Uma experiência incrível e insana! Acho que essas duas palavras definem bem o que senti e vivi. Me diverti e aprendi demais, me vi num espaço onde pude ser uma Bruna que ainda estou descobrindo, mas adorando conhecer! Lidar com os sonhos das pessoas é também lidar com os meus, inclusive os que estavam adormecidos e voltaram a pulsar aqui novamente.

Dudu Bertholini. Blogueirinha foi convidada na estreia da
segunda temporada do reality. (Foto: WOW/Divulgação).
Sente que sofreu hater além da conta nas redes por estar participando do reality como jurada?
Muito! Desproporcional, injusto e muitas vezes, criminoso. Começou desde os rumores de que seria jurada, ou seja, nunca foi sobre o que fiz ou falei, sempre foi sobre quem sou. E todo mundo sabe o que isso quer dizer.
O Brasil é um país continental e cada recantinho tem suas peculiaridades. Você foi criada no Sertão da Bahia. Ainda há muito preconceito com nós nordestinos e você é alvo disso?
Vou te dizer que não sofro o preconceito que vocês sofrem, porque estar em São Paulo, tendo nascido aqui mesmo criada fora, facilita as coisas. A questão do sotaque que perdi muito cedo, inclusive por pressão da minha própria família, mesmo todos sendo da Bahia, faz com que as pessoas sequer percebam minhas origens. Sinto alguma diferença quando estou no Sul do país, eles costumam perceber que há algo de diferente nas palavras que uso, automaticamente apontam um Nordeste hipotético e fictício do imaginário xenofóbico e aí começa a presepada. Mas aqui em São Paulo, as coisas se misturam tanto, que, às vezes, ouço um “você é de onde?”, mas raramente vem com essa carga. Mas ainda existe muito preconceito!
Desproporcional, injusto e muitas vezes, criminoso. Começou desde os rumores de que seria jurada, ou seja, nunca foi sobre o que fiz ou falei, sempre foi sobre quem sou.

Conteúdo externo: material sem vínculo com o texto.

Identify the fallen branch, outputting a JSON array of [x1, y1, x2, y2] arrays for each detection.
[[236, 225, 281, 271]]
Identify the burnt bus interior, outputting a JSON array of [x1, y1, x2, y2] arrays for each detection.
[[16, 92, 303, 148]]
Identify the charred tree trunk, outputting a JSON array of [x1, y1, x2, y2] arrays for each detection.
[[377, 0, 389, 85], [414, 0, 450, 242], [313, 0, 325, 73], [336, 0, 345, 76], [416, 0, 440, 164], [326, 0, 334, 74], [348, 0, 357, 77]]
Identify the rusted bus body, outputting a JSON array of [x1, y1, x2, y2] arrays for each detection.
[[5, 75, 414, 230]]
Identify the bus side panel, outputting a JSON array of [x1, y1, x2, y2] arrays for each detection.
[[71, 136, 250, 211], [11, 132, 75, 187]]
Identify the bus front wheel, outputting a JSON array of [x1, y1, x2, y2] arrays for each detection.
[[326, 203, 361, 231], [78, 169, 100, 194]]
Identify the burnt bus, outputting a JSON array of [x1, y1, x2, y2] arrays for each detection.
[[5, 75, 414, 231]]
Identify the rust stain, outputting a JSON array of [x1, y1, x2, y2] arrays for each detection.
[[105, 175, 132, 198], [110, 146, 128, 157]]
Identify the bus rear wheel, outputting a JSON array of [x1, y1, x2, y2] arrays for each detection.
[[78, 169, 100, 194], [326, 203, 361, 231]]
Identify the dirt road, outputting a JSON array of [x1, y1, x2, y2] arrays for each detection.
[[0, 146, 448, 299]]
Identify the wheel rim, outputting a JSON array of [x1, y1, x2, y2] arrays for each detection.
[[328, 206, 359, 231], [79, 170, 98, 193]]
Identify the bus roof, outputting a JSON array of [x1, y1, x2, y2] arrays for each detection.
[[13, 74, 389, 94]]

Bruna Braga [sobre o “hate” que recebe online enquanto jurada de Drag Race BR]
Você comenta sobre saúde mental e resistência nas suas redes. Qual a importância de abordar esse assunto e como está se cuidando, Bruna?
Acho que na terra de influencer que só compra, faz cirurgia estética e joga tigrinho, meu papel que nem é o de influencer, é trazer as pessoas do meu entorno para realidade. Queria ter sido incentivada desde cedo a me cuidar, mas não tive isso. Cheguei a diversos limites e ultrapassei alguns, fui a fundos de poço inimagináveis e voltei pra arrasar com tudo isso, mas também com o propósito de falar sobre e talvez direcionar um pouco quem precisasse. Faço terapia semanalmente, às vezes faço até duas vezes por semana, faço uso de medicação com acompanhamento, tenho uma alimentação equilibrada, treino, pratico esportes, tenho hobbies, me cerco de pessoas que amo e me amam… Tenho me cuidado assim. Nem sempre consigo fazer tudo, mas, ao menos, escrevo, medito e tento não falhar com as medicações.

(Foto: Divulgação).
Como foi sua relação com queens da primeira temporada e como tem sido agora na segunda?
Me apaixonei por todas! Foi e é amor, sempre vai ser. De algumas me aproximei mais, por questões de agenda mesmo, de encontrar mais vezes e outras não vejo tanto, mas sempre há um contato com muito carinho ainda que virtual. Nessa segunda temporada aconteceu o mesmo, me apaixonei por todas e o mais incrível é que nossas agendas já se cruzam mais, estão todas trabalhando muito e a gente se encontra com mais frequência. Sou louca por elas!
O que você promete nesta temporada: muitos looks belíssimos? Língua afiada e muitas piadas?
Prometo que fiz o que pude, conforme pude, aguentei muito e ainda fui simpática! KKKKKKK Brincadeira! Estava uma gostosa nessa temporada, então prometo e não decepcionarei na beleza! E a língua do jeito que o diabo gosta! Vamos acompanhando.